The generic name is from the Greek word meaning sage; and the specific name, signifying cuplike, refers to the shape of the blossoms.
The dwellers among our southern mountains, with that happy instinct possessed by those who live close to the heart of nature, have aptly named this "pitcher-sage."
[PITCHER-SAGE—Sphacele calycina.]
After the flowers have passed away, the large inflated, light-green calyxes, densely crowded upon the stems, become quite conspicuous.
YUCCA-PALM. TREE-YUCCA. JOSHUA-TREE.
Yucca arborescens, Trelease. Lily Family.
Scraggly trees; thirty, or forty feet high; with trunks one or two feet in diameter.
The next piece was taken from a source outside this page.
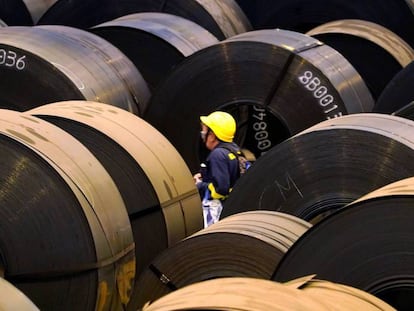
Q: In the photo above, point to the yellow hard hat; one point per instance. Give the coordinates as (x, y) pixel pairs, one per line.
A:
(222, 124)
Leaves.—Eight inches long; crowded; rigid; spine-tipped; serrulate; the older ones reflexed and sun-bleached, the younger ashy-green. Flowers.—In sessile, ovate panicles, terminating the branches. Panicles several inches long. Perianth.—Narrowly campanulate; eighteen to thirty lines long. Fruit.—Two or three inches long. (Otherwise as Y. Mohavensis.) Hab.—Southwestern Utah to the Mojave Desert.
The traveler crossing the Mojave Desert upon the railroad has his curiosity violently aroused by certain fantastic tree forms that whirl by the car windows. These are the curious Joshua-trees of the Mormons, which are called in California tree-yucca or yucca-palm. A writer in "The Land of Sunshine" thus aptly characterizes them: "Weird, twisted, demoniacal, the yuccas remind me of those enchanted forests described by Dante, whose trees were human creatures in torment. In twisted groups or standing isolated, they may readily be imagined specters of the plains."
Mr. Sargent tells us that, though found much to the eastward of our borders, it abounds in the Mojave Desert, where it attains its largest size and forms a belt of gaunt, straggling forest several miles in width along the desert's western rim.